Before that, students who wanted to drink before games often went to house parties in College Park, where drinks much stronger than beer were the norm and neighbors complained about excessive noise, drunken behavior and so forth.
Adult fans typically grill, play cornhole and drink in the parking lots before games, Ronk said, with not-always-ideal results from people tossing back mixed drinks at noon. “People will drink less in general, and less of the hard stuff, if they can get a drink or two at games,” he said.
Student leaders looked at 32 other universities that sell alcohol at football games. “No school had seen a rise in problematic behavior,” Ronk said. “Some had seen decreases. They had also seen a decent amount of revenue coming in,” which would be used for responsible-drinking initiatives, mental health counseling and sexual assault prevention programs.

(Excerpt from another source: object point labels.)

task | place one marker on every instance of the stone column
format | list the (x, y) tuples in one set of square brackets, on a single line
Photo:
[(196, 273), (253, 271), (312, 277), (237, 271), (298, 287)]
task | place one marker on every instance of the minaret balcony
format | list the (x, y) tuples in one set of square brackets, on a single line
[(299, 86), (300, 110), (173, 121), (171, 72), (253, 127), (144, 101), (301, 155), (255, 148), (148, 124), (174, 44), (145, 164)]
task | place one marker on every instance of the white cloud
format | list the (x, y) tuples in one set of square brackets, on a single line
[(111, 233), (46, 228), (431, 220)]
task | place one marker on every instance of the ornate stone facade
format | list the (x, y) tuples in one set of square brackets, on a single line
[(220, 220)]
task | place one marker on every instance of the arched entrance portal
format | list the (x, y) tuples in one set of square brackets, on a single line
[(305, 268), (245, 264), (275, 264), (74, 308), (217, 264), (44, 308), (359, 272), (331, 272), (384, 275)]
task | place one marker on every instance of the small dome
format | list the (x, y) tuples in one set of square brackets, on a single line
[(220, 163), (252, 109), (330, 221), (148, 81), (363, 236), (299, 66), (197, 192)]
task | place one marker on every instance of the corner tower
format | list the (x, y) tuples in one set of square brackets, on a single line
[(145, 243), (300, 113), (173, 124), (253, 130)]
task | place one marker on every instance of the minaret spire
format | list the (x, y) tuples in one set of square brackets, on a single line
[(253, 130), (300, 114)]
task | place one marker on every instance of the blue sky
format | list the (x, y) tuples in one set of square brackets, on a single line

The school will be checking IDs carefully and pushing people to use designated drivers and cabs.
In a campus survey, faculty and staff had mixed feelings about the idea, but students overwhelmingly supported it. The Diamondback, the student newspaper, endorsed it in an editorial recently.
Loh’s emphasis is on supporting responsible drinking in a safe environment, said U-Md. spokeswoman Crystal Brown.
Another motivation for the change, she said: Enhancing the fan experience.
In addition to the standard Miller Lites and other popular beers, there will be some Maryland-based craft beers available.
Online, people responded with both joy and skepticism.
PG county approves beer sales at Byrd stadium! LET'S GOOOO— Kelly Brown (@dwntwnkellybrwn) July 9, 2015
If the change doesn’t work out, the university can stop the sales. If it does work, they may add wine as well as beer.
Were there any student groups that opposed the idea?
Ronk laughed. “Honestly, I can’t think of any students that opposed it.”